New Zealand – March 5, 2016

We decide to forgo the boat ride along the shore of Abel Tasman Park. It would have meant a 45-minute drive to cover a mere twenty kilometers and then the post-boat return trip. I didn’t have the inclination to do the road jockey thing again so soon. We have many absorbing miles ahead of us.

Besides, there’s lots of grubby laundry to do. Especially grievous is the garb that made or didn’t make the Tongariro Crossing. We get four loads washed and hung up on the line, then we head to Takaka town for lunch, and after, a visit to Te Waikoropupu Springs. Takaka is a genuine counter-culture community; you can almost hear the wind chimes, smell the patchouli, and taste the sprouts. I can see that bare feet are customary in NZ: no law prevents one from shuffling into the supermarket barefoot to buy gingernut biscuits. Lunch is very organic. I feel virtuous. The benign stores of Takaka are named Shambala and Hinterland, but not very interesting. The ice cream stand operates with the simplest formula, either vanilla ice cream or vanilla frozen yogurt with your choice of four kinds of frozen berries. It’s then mashed and extruded, soft-serve-style. Delicious and ice cream headache cold.

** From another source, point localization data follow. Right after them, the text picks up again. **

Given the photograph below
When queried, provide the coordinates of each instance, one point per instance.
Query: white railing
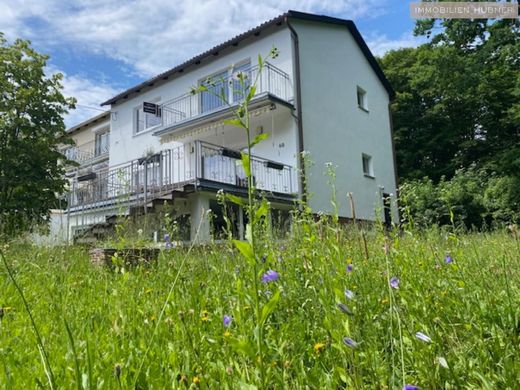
(87, 152)
(144, 179)
(189, 106)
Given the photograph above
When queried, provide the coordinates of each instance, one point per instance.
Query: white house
(324, 94)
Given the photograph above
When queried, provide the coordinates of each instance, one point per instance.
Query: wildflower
(344, 308)
(226, 320)
(117, 370)
(442, 361)
(421, 336)
(270, 276)
(349, 342)
(318, 347)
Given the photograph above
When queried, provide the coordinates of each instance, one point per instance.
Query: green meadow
(344, 308)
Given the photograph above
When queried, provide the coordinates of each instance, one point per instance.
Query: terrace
(195, 165)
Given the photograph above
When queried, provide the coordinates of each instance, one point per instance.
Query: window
(219, 87)
(367, 165)
(102, 143)
(362, 98)
(145, 121)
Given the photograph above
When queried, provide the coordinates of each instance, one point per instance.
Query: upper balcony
(223, 92)
(89, 152)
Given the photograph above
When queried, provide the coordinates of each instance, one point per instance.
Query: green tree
(458, 97)
(31, 128)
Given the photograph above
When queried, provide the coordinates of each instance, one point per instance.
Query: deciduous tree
(31, 129)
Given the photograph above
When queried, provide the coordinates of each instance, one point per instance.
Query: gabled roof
(253, 33)
(90, 121)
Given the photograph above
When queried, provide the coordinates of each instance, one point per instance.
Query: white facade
(323, 94)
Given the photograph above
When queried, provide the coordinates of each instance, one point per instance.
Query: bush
(471, 199)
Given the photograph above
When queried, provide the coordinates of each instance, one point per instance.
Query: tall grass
(469, 309)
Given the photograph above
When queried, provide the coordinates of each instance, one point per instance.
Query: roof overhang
(252, 35)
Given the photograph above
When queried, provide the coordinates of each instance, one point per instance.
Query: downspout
(299, 119)
(396, 176)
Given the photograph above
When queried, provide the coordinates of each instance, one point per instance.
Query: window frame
(139, 110)
(367, 164)
(362, 100)
(99, 136)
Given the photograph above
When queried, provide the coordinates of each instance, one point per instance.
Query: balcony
(199, 163)
(87, 153)
(271, 82)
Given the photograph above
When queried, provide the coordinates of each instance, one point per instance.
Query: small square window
(368, 169)
(362, 98)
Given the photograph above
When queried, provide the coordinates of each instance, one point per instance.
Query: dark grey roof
(254, 32)
(89, 121)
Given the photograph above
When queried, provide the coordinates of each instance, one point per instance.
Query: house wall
(126, 145)
(335, 129)
(88, 133)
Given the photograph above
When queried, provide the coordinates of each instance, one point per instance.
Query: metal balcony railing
(144, 179)
(189, 106)
(87, 152)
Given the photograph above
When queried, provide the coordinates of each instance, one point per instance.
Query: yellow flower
(318, 347)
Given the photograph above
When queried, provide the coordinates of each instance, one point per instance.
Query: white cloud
(381, 44)
(154, 36)
(87, 93)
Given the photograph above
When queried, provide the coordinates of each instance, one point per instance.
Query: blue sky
(105, 46)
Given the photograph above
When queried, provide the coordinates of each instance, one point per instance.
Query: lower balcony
(197, 165)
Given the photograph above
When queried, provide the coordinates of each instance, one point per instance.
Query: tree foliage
(458, 98)
(31, 128)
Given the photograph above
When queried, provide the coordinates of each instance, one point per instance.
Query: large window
(223, 85)
(145, 121)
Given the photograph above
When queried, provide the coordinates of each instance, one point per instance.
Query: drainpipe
(299, 119)
(396, 175)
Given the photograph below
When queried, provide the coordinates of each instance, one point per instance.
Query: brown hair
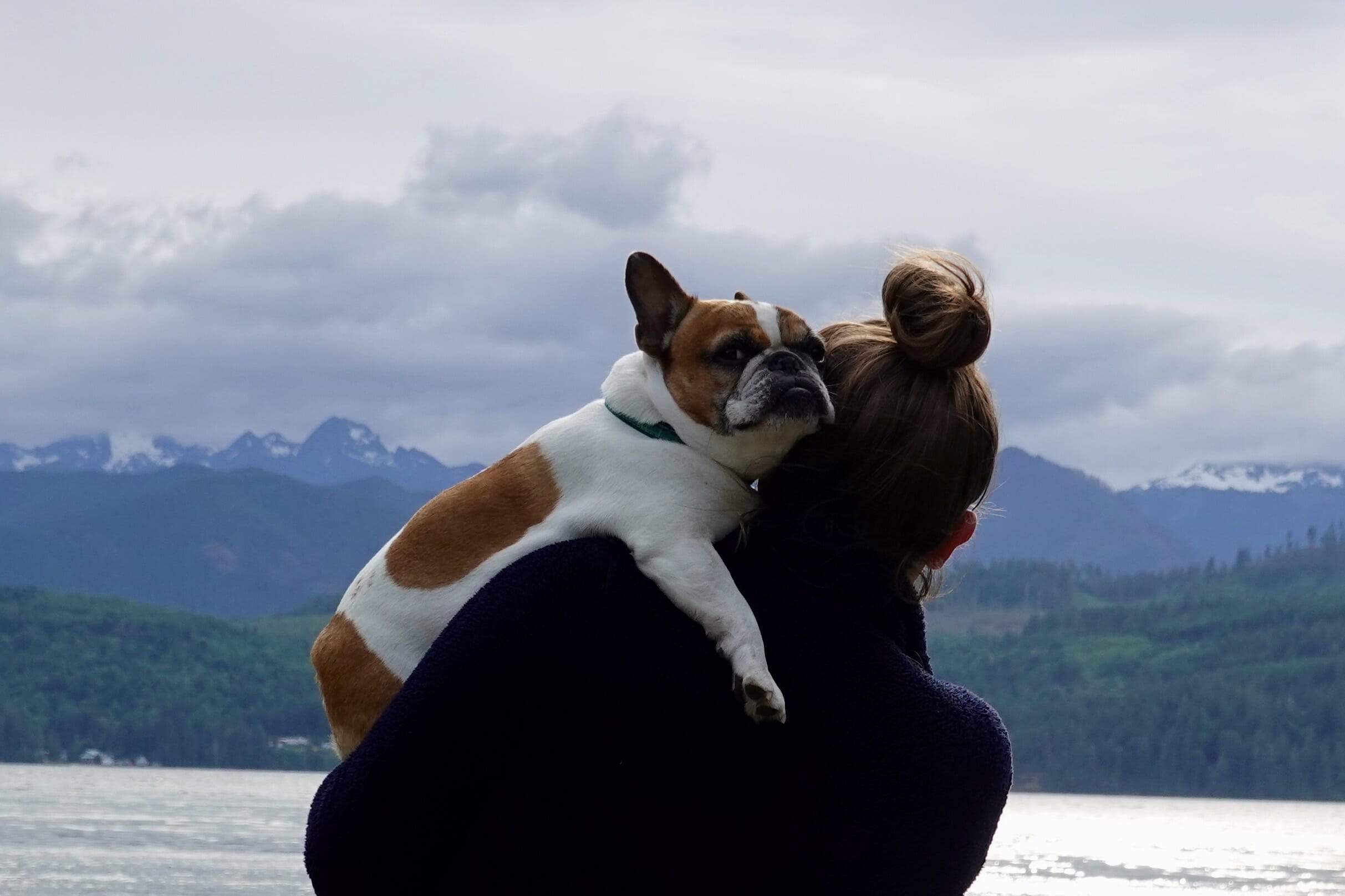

Te Waikoropupu Springs are just up the road. The volume of water that they produce could evidently slake the thirst of a city the size of Boston, but it is most remarkable for its extreme clarity, a shimmering, bottomless brilliance that is what the word ‘aquamarine’ was invented for. Staring at the depths, I get the sensation of being underwater while standing dry and sunburned on the overlook. These characteristics make Te Waikoropupu unique in the world. The path to the springs crosses many riotous, crystal streams and wanders through a forest, a thicket really, of strange conifers whose bare, twisty trunks stretch branchless for twenty or so feet to a thin, tufted canopy. This is a dappled, murmurous wonderland.

We decide to take dinner in Pohara town, but maybe should have eaten at the inn. Joss enjoys a plate of green-lipped mussels, whose shells really have an emerald green rim. I order something that’s a mashup of an egg mcmuffin and a fish sandwich. Into every life, a little whitebait must fall.